Burrata, Chilli and Balsamic Spaghetti
A delightfully quick and simple dish to whip up and impress your friends. Thanks to Donna Hay for this recipe inspiration.
Ingredients (Serves 2)
- 2 tbsp Latasha’s Kitchen Chilli Oil
- 2 tsp chilli flakes (optional)
- 2 cloves garlic, thinly sliced
- 1 fresh red chilli – finely minced
- 1 tbsp extra virgin olive oil
- 200 g spaghetti
- 2 tbsp Latasha’s Kitchen Caramelised Balsamic Vinegar
- 2 burratas, torn
- One generous bunch of purple sprouting broccolini florets, quickly steamed
- Sea salt and cracked black pepper
- Cook the pasta in a saucepan of salted boiling water for 8 minutes or until al dente. Drain and return to pan to keep warm.
- Over gentle heat, add Latasha’s Kitchen Chilli Oil and chilli flakes to a fry pan. Add the garlic and cook for 1-2 minutes or until golden brown and crisp. Set aside.
- In the same pan fry the minced red chilli for 30 seconds.
- Then add Latasha’s Kitchen Caramelised Balsamic Vinegar and extra virgin olive oil.
- Toss the pasta in this mixture then divide it between 2 bowls.

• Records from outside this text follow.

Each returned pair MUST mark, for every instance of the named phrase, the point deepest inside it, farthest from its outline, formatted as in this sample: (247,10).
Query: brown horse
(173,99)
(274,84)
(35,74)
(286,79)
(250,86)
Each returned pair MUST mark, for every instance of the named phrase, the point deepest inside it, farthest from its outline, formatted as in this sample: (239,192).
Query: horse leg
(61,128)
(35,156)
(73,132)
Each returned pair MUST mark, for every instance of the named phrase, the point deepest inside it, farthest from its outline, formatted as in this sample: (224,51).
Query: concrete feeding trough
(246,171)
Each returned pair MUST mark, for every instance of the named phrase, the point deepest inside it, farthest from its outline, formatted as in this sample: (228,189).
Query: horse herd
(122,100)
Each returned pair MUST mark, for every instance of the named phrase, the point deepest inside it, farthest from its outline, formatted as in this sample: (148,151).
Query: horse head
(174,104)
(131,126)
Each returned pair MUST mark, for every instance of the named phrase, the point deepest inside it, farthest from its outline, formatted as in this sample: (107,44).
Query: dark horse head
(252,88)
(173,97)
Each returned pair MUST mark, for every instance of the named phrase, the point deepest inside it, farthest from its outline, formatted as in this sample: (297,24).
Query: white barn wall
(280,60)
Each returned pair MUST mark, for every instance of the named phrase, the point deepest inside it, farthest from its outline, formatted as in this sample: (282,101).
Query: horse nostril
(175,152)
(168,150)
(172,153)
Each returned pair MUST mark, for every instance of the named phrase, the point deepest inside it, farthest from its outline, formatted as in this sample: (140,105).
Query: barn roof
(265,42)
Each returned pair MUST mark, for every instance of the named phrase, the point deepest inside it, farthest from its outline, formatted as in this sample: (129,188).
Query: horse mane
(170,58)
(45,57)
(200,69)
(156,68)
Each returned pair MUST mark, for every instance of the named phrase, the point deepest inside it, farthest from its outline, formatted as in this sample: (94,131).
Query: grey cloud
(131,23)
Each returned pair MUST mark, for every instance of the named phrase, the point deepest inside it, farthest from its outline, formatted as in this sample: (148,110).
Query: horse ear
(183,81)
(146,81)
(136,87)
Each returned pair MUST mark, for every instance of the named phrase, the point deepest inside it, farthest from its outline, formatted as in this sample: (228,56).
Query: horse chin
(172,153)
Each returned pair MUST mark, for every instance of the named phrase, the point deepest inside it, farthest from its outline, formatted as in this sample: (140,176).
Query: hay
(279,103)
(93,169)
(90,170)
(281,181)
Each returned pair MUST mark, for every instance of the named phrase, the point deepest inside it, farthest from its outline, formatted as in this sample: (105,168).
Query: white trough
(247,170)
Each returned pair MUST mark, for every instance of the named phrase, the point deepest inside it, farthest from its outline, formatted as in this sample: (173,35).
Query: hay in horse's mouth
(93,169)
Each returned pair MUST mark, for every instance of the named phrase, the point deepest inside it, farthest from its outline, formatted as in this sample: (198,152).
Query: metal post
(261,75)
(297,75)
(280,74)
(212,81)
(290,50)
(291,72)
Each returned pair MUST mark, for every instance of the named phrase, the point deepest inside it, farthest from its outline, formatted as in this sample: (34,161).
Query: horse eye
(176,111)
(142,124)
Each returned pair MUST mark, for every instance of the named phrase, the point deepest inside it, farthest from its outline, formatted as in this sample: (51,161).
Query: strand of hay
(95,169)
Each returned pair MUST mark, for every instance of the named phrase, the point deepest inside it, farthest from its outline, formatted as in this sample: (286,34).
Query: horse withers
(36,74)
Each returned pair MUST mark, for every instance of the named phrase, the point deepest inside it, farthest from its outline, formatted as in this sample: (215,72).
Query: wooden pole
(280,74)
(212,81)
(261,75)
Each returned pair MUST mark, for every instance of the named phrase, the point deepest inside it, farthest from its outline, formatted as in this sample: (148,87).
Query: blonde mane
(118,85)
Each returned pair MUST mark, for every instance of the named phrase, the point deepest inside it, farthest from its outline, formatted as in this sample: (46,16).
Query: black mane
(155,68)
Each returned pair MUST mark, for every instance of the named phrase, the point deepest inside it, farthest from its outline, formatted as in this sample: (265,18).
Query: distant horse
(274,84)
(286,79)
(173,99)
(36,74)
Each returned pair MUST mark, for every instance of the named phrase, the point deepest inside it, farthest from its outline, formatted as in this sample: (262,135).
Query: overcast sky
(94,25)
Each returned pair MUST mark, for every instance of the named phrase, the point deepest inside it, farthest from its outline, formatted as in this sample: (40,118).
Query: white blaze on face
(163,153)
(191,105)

- Serve topped with garlic crisps, torn pieces of burrata, purple brocollini florets, salt and pepper.
NOTE: Burrata means buttered. It’s mozzarella that’s formed into a pouch and then filled with soft, stringy curd and cream. Look for burrata in Italian markets, cheese shops and in the cheese section of specialty grocery stores.